How To Write A Freelance Business Plan
Define Your Business Goals
Defining your business goals will guide the development of your freelance business plan as well as give direction to your daily practice as an entrepreneur.
Have clear answers to the following questions:
- Identify your business strengths
- What areas require expansion or upskilling?
- Why is your niche valuable?
- What is your specific value proposition?
- What do you admire about your competition?
Think of this as the About page on a website; next to the Home page they are the most visited.
Identify Your Clients
Clients are not jobs. They are people who will be interacting with you and paying you money, so treat them respectfully (yes, even if…) However, attracting clients is one of the most difficult aspects of building your freelancing career. We know this is hard.
Use freelance job sites as a way to get started. Their infrastructure is already in place, they are designed to find you a job and it’s a great way to bring in the necessary coins while learning some valuable lessons. Once you get a few clients of your own, make sure you have a proper client onboarding process.

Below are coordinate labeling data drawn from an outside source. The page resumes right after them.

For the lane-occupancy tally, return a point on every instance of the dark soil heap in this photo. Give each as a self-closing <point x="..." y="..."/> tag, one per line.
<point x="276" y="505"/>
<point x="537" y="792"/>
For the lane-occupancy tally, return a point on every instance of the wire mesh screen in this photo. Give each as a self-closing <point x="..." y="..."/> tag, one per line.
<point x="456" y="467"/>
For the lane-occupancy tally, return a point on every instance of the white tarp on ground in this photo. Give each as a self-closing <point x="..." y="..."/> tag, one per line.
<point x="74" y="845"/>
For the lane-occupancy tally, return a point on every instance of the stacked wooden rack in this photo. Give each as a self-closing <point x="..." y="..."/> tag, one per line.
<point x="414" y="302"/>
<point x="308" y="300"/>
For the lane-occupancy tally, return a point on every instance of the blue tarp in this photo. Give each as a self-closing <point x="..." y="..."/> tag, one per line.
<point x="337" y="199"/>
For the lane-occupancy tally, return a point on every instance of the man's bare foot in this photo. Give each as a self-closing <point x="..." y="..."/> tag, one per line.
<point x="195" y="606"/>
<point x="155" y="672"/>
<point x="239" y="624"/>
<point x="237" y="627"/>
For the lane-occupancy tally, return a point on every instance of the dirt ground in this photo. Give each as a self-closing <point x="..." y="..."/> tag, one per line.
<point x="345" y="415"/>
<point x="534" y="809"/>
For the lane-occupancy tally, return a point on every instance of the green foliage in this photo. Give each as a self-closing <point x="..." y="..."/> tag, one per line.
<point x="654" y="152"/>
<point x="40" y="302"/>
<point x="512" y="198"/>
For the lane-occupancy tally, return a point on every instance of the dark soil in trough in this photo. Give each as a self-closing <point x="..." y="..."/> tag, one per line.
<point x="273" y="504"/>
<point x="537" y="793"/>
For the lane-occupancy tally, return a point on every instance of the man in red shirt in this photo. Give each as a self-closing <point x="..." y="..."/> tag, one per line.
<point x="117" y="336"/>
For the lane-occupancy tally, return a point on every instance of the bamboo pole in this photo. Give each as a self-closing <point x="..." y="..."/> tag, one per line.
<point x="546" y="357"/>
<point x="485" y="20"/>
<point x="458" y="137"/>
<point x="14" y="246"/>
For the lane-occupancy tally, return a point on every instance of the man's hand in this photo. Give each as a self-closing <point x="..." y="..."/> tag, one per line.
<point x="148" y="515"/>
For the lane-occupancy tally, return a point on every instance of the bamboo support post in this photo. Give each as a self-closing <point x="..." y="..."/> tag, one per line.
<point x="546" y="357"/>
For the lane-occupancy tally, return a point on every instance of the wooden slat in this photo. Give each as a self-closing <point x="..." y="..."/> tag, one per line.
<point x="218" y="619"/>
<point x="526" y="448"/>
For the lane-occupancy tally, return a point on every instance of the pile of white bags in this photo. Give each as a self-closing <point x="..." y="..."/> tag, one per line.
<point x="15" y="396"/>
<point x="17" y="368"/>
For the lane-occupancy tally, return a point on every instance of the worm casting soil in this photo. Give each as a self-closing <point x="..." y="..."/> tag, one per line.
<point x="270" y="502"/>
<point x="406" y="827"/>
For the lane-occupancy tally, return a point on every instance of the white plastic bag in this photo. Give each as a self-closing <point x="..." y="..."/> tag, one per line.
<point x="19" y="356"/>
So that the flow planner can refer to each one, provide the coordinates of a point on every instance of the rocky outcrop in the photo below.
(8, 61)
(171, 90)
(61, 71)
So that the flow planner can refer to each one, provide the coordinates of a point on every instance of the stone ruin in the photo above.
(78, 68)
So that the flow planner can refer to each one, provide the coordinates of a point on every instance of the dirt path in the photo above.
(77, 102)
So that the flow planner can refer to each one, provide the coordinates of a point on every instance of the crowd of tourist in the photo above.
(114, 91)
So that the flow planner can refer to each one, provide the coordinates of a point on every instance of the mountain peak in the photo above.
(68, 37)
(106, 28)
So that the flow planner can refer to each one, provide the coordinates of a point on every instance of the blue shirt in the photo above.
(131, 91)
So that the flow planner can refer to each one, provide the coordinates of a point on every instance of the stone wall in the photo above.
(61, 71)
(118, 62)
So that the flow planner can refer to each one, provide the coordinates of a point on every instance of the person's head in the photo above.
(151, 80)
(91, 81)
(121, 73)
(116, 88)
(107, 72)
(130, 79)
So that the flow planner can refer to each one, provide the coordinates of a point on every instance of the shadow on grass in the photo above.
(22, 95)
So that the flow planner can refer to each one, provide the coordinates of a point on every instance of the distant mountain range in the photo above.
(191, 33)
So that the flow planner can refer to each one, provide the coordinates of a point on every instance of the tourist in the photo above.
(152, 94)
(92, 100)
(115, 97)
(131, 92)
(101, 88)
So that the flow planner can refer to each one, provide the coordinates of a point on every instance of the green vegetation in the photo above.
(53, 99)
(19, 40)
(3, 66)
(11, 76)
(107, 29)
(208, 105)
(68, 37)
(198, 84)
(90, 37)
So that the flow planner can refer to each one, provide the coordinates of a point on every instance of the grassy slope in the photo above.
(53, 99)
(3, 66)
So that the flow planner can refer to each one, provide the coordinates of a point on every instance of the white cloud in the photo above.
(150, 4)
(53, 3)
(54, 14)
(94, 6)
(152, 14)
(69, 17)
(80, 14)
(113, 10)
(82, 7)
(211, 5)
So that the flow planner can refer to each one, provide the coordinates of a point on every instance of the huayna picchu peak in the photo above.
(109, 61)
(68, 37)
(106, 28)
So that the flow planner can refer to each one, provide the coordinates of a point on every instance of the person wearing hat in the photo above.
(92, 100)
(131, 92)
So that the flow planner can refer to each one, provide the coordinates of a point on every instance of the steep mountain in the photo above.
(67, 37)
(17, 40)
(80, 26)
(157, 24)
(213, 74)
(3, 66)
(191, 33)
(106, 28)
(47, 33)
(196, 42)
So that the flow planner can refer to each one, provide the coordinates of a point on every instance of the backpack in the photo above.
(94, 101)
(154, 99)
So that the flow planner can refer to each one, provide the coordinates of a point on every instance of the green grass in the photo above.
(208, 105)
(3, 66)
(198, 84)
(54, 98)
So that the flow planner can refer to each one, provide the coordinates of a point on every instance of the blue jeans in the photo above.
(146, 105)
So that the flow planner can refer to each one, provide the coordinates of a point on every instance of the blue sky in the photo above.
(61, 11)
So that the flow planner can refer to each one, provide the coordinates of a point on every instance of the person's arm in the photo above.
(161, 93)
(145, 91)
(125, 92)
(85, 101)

Make sure your website is professional, engaging, and dynamic. This is your digital business card. You will need to market yourself and promote your services to potential clients, so it’s important that you have a well-designed website showcasing your portfolio and contact information.
Social media is the perfect way to get in the mix and casually engage with prospects. At a minimum, you should have a LinkedIn Profile. Potential clients want to be able to search (stalk 😉) you. You cannot be a ghost in the digital age.
Post updates about what projects you’re working on and include links to samples of work if appropriate (don’t overdo it though.) This will help build trust with potential clients looking for freelancers online by providing some insight into who they might be hiring (and why) if they decided to hire someone like you in the future.
Also, network with other freelancers in order to find both work opportunities as well as mentorship opportunities within the industry itself. You never know when someone else might need help with something you excel at.
Your freelance business plan should be a reflection of your worth. It’s not just a list of skills, it’s a list of strengths. There are many ways you can approach this task, but our recommendation is to keep it simple.
Rate yourself on each skill from 1-5 (1 being very weak, 5 being very strong.) If there are any skills that have an average below 3-4, think about how you can improve them over time or whether they’re worth keeping in your toolbox.
Build A Quality Portfolio
You’ve got to show people what you can do. If you don’t have any work samples yet, it will be hard to convince clients to hire you. That said, building a quality portfolio is not as easy as it sounds; there are a lot of factors at play here and if done wrong, your efforts could backfire.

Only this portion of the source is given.